Migration From V4

One significant improvement of Google Safe Browsing v5 over v4 (specifically, the v4 Update API) is data freshness and coverage. Since the protection highly depends on the client-maintained local database, the delay and size of the local database update is the main contributor of the missed protection. In v4, the typical client takes 20 to 50 minutes to obtain the most up-to-date version of threat lists. Unfortunately, phishing attacks spread fast: as of 2021, 60% of sites that deliver attacks live less than 10 minutes. Our analysis shows that around 25-30% of missing phishing protection is due to such data staleness. Further, some devices are not equipped to manage the entirety of the Google Safe Browsing threat lists, which continues to grow larger over time.

If you are currently using the v4 Update API, there is a seamless migration path from v4 to v5 without having to reset or erase the local database. This section documents how to do that.

Converting List Updates

Unlike V4, where lists are identified by the tuple of threat type, platform type, threat entry type, in v5 lists are simply identified by name. This provides flexibility when multiple v5 lists could share the same threat type. Platform types and threat entry types are removed in v5.

In v4, one would use the threatListUpdates.fetch method to download lists. In v5, one would switch to the hashLists.batchGet method.

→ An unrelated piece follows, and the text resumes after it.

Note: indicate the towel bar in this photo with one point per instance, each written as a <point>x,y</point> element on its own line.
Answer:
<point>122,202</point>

The following changes should be made to the request:

  1. Remove the v4 ClientInfo object altogether. Instead of supplying a client's identification using a dedicated field, simply use the well-known User-Agent header. While there is no prescribed format for supplying the client identification in this header, we suggest simply including the original client ID and client version separated by a space character or a slash character.
  2. For each v4 ListUpdateRequest object: * Look up the corresponding v5 list name from the available lists and supply that name in the v5 request.
    • Remove unneeded fields such as threat_entry_type or platform_type.
    • The state field in v4 is directly compatible with the v5 versions field. The same byte string that would be sent to the server using the state field in v4 can simply be sent in v5 using the versions field.
    • For the v4 constraints, v5 uses a simplified version called SizeConstraints. Additional fields such as region should be dropped.

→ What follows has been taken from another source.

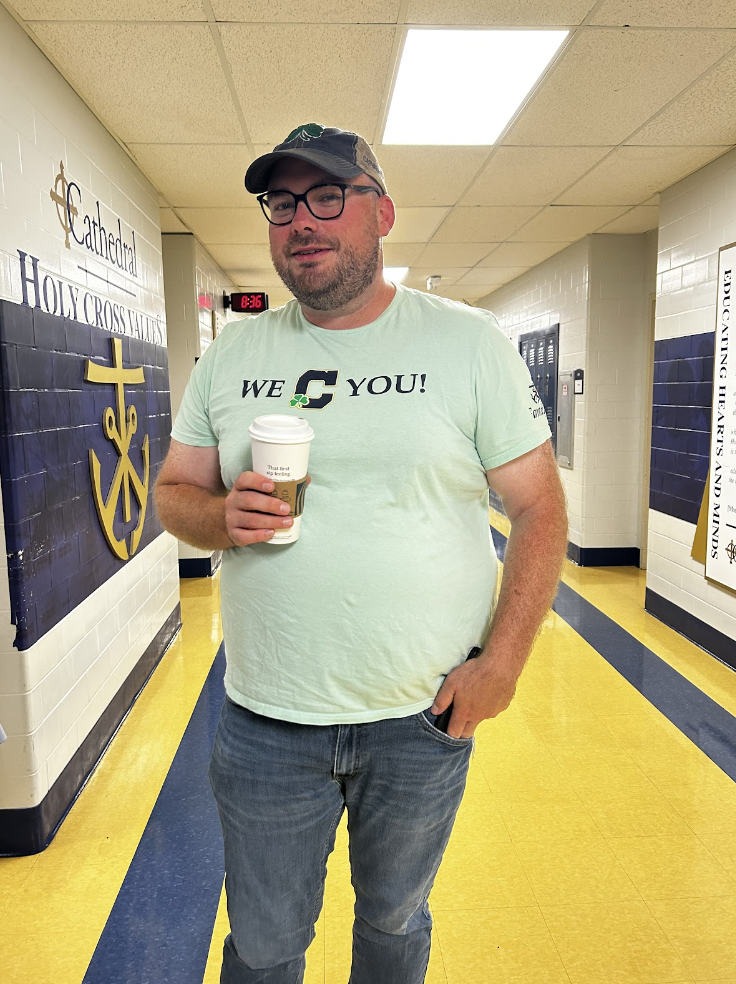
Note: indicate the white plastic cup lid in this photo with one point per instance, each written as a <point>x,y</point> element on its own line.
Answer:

The following changes should be made to the response:

  1. The v4 enum ResponseType is simply replaced by a boolean field named partial_update.
  2. The minimum_wait_duration field can now be zero or omitted. If it is, the client is requested to immediately make another request. This only happens when the client specifies in SizeConstraints a smaller constraint on max update size than the max database size.
  3. The logic for decoding Rice-Golomb encoded hashes requires two main adjustments:
    • Endianness and Sorting: In v4, the hashes returned were sorted as little-endian values. In v5, they are treated as big-endian values. Because lexicographical sorting of byte strings is equivalent to numerical sorting of big-endian values, clients no longer need to perform a special sorting step. The custom little-endian sort, like the one in the Chromium v4 implementation, can be removed if previously implemented.
    • Variable Hash Lengths: The decoding algorithm must be updated to support various hash lengths that could be returned in the HashList.compressed_additions field, not just the four byte hash length used in v4. The length of the hashes returned in the response can be determined based on the HashList.metadata.hash_length returned from hashLists.list. Alternatively the naming of the hash list requested also signifies the expected hash sizes returned from the list. See the Local Database page for more details on the hash lists.

Converting Hash Searches

In v4, one would use the fullHashes.find method to get full hashes. The equivalent method in v5 is the hashes.search method.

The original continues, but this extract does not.